# Conditions for Integral Functionals to have same Euler's Equations

## Theorem

Let $\mathbf y$ be a real $n$-dimensional vector-valued function.

Let $\map F {x, \mathbf y, \mathbf y'}$, $\map \Phi {x, \mathbf y}$ be real functions.

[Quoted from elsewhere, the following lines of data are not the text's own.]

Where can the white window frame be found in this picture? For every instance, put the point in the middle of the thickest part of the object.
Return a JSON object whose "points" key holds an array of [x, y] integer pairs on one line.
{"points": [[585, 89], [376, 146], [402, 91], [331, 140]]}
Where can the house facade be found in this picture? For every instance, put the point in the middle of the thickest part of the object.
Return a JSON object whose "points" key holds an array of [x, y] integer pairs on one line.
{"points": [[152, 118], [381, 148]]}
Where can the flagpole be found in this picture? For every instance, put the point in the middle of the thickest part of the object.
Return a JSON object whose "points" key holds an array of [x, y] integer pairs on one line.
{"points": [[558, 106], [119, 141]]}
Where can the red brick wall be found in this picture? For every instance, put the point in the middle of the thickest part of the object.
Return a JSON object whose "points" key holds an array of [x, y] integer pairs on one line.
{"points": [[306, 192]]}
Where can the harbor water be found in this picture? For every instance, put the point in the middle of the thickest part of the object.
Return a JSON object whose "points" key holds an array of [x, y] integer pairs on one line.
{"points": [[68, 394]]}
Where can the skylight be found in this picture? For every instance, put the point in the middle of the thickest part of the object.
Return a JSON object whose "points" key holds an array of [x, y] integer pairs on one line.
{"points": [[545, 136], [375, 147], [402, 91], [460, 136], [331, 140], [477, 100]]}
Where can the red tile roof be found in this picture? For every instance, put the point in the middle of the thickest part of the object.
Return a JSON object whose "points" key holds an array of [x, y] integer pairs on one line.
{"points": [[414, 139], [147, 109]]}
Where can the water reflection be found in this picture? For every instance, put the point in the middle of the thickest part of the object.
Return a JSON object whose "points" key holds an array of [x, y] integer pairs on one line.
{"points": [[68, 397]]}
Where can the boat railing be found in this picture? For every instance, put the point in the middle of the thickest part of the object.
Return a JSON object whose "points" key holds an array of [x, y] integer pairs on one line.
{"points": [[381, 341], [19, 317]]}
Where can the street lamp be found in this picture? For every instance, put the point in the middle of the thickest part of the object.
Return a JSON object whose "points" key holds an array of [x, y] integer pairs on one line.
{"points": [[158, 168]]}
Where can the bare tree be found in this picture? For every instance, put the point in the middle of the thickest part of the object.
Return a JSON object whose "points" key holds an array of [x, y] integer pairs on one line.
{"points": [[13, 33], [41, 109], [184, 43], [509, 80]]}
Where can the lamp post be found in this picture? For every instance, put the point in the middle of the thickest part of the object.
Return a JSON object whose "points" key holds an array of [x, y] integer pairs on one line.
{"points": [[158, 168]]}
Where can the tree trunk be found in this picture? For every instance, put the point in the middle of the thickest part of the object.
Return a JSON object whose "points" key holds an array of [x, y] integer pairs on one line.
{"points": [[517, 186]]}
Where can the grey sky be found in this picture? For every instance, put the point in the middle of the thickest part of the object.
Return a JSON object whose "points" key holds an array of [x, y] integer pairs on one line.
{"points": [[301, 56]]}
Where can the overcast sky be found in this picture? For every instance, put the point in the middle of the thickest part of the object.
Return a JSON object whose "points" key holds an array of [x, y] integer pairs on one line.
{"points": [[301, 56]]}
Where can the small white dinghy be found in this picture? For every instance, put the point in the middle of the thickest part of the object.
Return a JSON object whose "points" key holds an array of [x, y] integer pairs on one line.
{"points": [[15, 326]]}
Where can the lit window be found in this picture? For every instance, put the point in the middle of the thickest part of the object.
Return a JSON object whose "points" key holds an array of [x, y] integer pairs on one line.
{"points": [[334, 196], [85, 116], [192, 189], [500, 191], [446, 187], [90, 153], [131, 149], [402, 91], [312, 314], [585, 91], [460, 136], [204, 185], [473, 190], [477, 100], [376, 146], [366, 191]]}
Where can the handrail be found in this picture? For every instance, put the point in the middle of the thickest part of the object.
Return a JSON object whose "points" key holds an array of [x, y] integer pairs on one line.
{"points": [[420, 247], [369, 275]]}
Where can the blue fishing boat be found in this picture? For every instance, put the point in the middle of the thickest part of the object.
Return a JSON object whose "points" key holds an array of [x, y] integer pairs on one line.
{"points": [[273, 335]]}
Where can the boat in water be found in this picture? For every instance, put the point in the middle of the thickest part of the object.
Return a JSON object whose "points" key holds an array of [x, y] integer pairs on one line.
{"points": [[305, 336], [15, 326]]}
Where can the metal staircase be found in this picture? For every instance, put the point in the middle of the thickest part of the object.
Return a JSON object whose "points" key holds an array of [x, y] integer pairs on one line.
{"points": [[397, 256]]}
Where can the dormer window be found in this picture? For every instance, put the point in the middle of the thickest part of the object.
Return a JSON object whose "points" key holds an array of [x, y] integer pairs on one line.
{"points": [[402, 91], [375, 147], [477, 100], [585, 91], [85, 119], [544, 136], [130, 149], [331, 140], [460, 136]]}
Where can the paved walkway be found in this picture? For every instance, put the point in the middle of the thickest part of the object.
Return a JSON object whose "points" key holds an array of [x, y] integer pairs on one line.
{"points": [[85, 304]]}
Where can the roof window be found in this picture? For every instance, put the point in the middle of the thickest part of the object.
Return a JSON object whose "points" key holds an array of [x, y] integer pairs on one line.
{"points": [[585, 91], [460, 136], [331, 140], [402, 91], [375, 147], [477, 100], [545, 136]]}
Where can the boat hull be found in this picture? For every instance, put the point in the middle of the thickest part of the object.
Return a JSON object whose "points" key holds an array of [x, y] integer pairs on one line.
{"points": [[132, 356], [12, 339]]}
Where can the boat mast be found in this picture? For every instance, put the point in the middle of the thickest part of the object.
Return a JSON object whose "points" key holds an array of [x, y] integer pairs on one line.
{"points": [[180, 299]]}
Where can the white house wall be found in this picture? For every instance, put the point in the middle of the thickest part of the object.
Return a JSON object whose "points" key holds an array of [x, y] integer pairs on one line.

Let $\Phi$ be twice differentiable.

Let:

 $\ds \Psi$ $=$ $\ds \frac {\d \Phi} {\d x}$ $\ds$ $=$ $\ds \frac {\partial \Phi} {\partial x} + \sum_{i \mathop = 1}^n \frac {\partial \Phi} {\partial y_i} y_i'$

Let $J_1$, $J_2$ be functionals such that:

$\ds J_1 \sqbrk {\mathbf y} = \int_a^b \map F {x, \mathbf y, \mathbf y'} \rd x$
$\ds J_2 \sqbrk {\mathbf y} = \int_a^b \paren {\map F {x, \mathbf y, \mathbf y'} + \map \Psi {x, \mathbf y, \mathbf y'} } \rd x$

Then $J_1$ and $J_2$ have same Euler's Equations.

## Proof

Euler's Equations for functional $J_1$ are:

$\ds F_{\mathbf y} - \frac \d {\d x} F_{\mathbf y'} = 0$

Equivalently, for $J_2$ we have

 $\ds \paren {F_{\mathbf y} + \Psi_{\mathbf y} } - \map {\frac \d {\d x} } {F_{\mathbf y'} + \Psi_{\mathbf y'} }$ $=$ $\ds \paren {F_{\mathbf y} - \frac \d {\d x} F_{\mathbf y'} } + \paren {\Psi_{\mathbf y} - \frac \d {\d x} \Psi_{\mathbf y'} }$ $\ds$ $=$ $\ds 0$ condition for the existence of extremum

Furthermore:

 $\ds \Psi_{\mathbf y}$ $=$ $\ds \frac {\partial^2 \Phi} {\partial \mathbf y \partial x} + \frac \partial {\partial \mathbf y} \sum_{j \mathop = 1}^n \frac {\partial \Phi} {\partial y_j} y_j'$ $\ds$ $=$ $\ds \frac {\partial^2 \Phi} {\partial \mathbf y \partial x} + \sum_{j \mathop = 1}^n \frac {\partial^2 \Phi} {\partial \mathbf y \partial y_j} y_j'$
 $\ds \Psi_{\mathbf y'}$ $=$ $\ds \frac {\partial^2 \Phi} {\partial \mathbf y' \partial x} + \frac \partial {\partial \mathbf y'} \sum_{j \mathop = 1}^n \frac {\partial \Phi} {\partial y_j} y_j'$ $\ds$ $=$ $\ds 0 + \sum_{j \mathop = 1}^n \paren {\frac {\partial^2 \Phi} {\partial \mathbf y' \partial y_j} y_j' + \frac {\partial \Phi} {\partial y_j} \frac {\partial y_j'} {\partial \mathbf y'} }$ $\ds$ $=$ $\ds \frac {\partial \Phi} {\partial \mathbf y}$ as $\frac {\partial y_i'} {\partial y_j'} = \delta_{i j}$, where $\delta_{i j}$ is the Kronecker Delta
 $\ds \frac {\d \Psi_{\mathbf y'} } {\d x}$ $=$ $\ds \frac {\partial \Psi_{\mathbf y'} } {\partial x} + \sum_{j \mathop = 1}^n \frac {\partial \Psi_{\mathbf y'} } {\partial y_j} \frac {\d y_j} {\d x} + \sum_{j \mathop = 1}^n \frac {\partial \Psi_{\mathbf y'} } {\partial y_j'} \frac {\d y_j'} {\d x}$ $\ds$ $=$ $\ds \frac {\partial^2 \Phi} {\partial x \partial \mathbf y} + \sum_{j \mathop = 1}^n \frac {\partial^2 \Phi} {\partial \mathbf y \partial y_j} y_j'$

Since $\Phi$ is twice differentiable, by Schwarz-Clairaut Theorem partial derivatives commute and:

$\Psi_{\mathbf y} - \dfrac \d {\d x} \Psi_{\mathbf y'} = 0$

Therefore, $J_1$ and $J_2$ have same Euler's Equations.